Bruxelles, 28/09/2000 (Agence Europe) - La première réunion de consultation entre les autorités haïtiennes et l'Union européenne, qui a eu lieu mardi à Bruxelles au titre de l'Article 96 de l'Accord de Cotonou pour violation des principes démocratiques, de l'Etat de droit et des droits de l'homme lors des élections législatives du 21 mai (voir EUROPE du 18 août, p. 2 et du 26 juillet, p .6), n'augure rien de bon pour la poursuite de la coopération au développement entre l'UE et ce pays ACP. Toutefois, aucune décision n'a été prise à ce stade. Selon l'Union, cette rencontre a permis un dialogue franc entre les deux parties, mais les arguments invoqués par les autorirés haïtiennes ne l'ont pas convaincue de renoncer définitivement à suspendre sa coopération avec ce pays.
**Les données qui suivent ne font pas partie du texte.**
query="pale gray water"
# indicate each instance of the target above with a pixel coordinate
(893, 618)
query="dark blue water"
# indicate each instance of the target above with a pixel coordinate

Répondant à l'invitation qui leur avait été faite, le 4 août, de venir s'expliquer, le ministre des Affaires étrangères d'Haïti, Fritz Longchamp et l'ambassadrice d'Haïtï à Bruxelles, Violette Azor-Charles, accompagnés par une délégation du groupe des Etats ACP (le président du comité des ambassadeurs, Armand-Guy Zounguéré Sokambi, l'ambassadrice de la République dominicaine, Mme Clara Quiñones, l'ambassadeur de Ste-Lucie, Erwin Laurent, et le secrétaire général du groupe ACP, Jean-Robert Goulongana), ont souligné que: a) en dépit de quelques problèmes logistiques, tous les observateurs avaient considéré que les élections s'étaient déroulées dans des conditions acceptables, que la population avait voté en masse et qu'aucun incident d'une véritable gravité n'avait été enregistré ; b) la mission d'observation de l'OEA avait, dans un premier temps, félicité le peuple pour le bon déroulement des élections, et n'avait mis en question le comptage des voix qu'après publication des premiers résultats ; c) le mode de comptage retenu est le même que celui appliqué aux élections générales de 1990, accueillies par la communauté internationale comme les premières élections libres, honnêtes et démocratiques de l'histoire d'Haïti, et à d'autres élections non contestées ; d) cette procédure avait été choisie avec le concours d'experts étrangers bien avant les élections du 21 mai ; e) les critiques formulées ne concernent que huit à dix sénateurs élus au premier tour sur quelque 7 500 postes à pourvoir.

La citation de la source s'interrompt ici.